In the songs, Wawerna shifts between the first and third person, mirroring the disjointed way some people experience feelings of alienation. “When I wrote ‘Passing Phase’ (one of the songs on the album), I made that shift a lot,” she says. “I didn’t realize I was doing it until I made the demo and heard myself switching from ‘she’ to ‘I.’ I wanted to convey the sense of watching myself doing self-destructive things. It was me, but I didn’t want it to be me. I want people to be uncomfortable when they listen to this album. I want them to feel those ugly, mad, hideous feelings and the cathartic release as well.”
When she sings, Wawerna has the syncopated phrasing of a jazz vocalist, fluidly dropping words before, after and against the beat.
“I haven’t studied jazz, but I love phrasing, and it plays into the way I write a song,” she says. “I never write words fi rst and then put music behind them. I start with a melody and go from there. There’s something in the phrasing of words that conveys as much emotion and feeling as the words themselves. I often think of Elvis Costello, Squeeze and the Replacements when I’m writing. I took the different ways you can work around a note or a beat from them. I probably labor over the words too much, but it’s just who I am as a writer. I want to tell stories that will make you feel something.”

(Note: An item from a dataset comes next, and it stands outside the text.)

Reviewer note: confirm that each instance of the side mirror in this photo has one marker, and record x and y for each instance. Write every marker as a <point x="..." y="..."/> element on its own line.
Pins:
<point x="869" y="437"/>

Near the end of Get Off, the band switches gears. After six introspective songs, the group erupts on “Bitter Filth,” a searing punk-rock screed. “I never though of writing a punk song,” says Wawerna. “Clint (Newman), my musical partner and guitarist, came up with a punchy riff, and we wrote the words together on top of it. It describes working at a crappy day job and playing in a band at night, slogging it out in a club with only four people in the audience. We vented our frustrations, and it was really fun. One day, I might want to write a whole record like that.”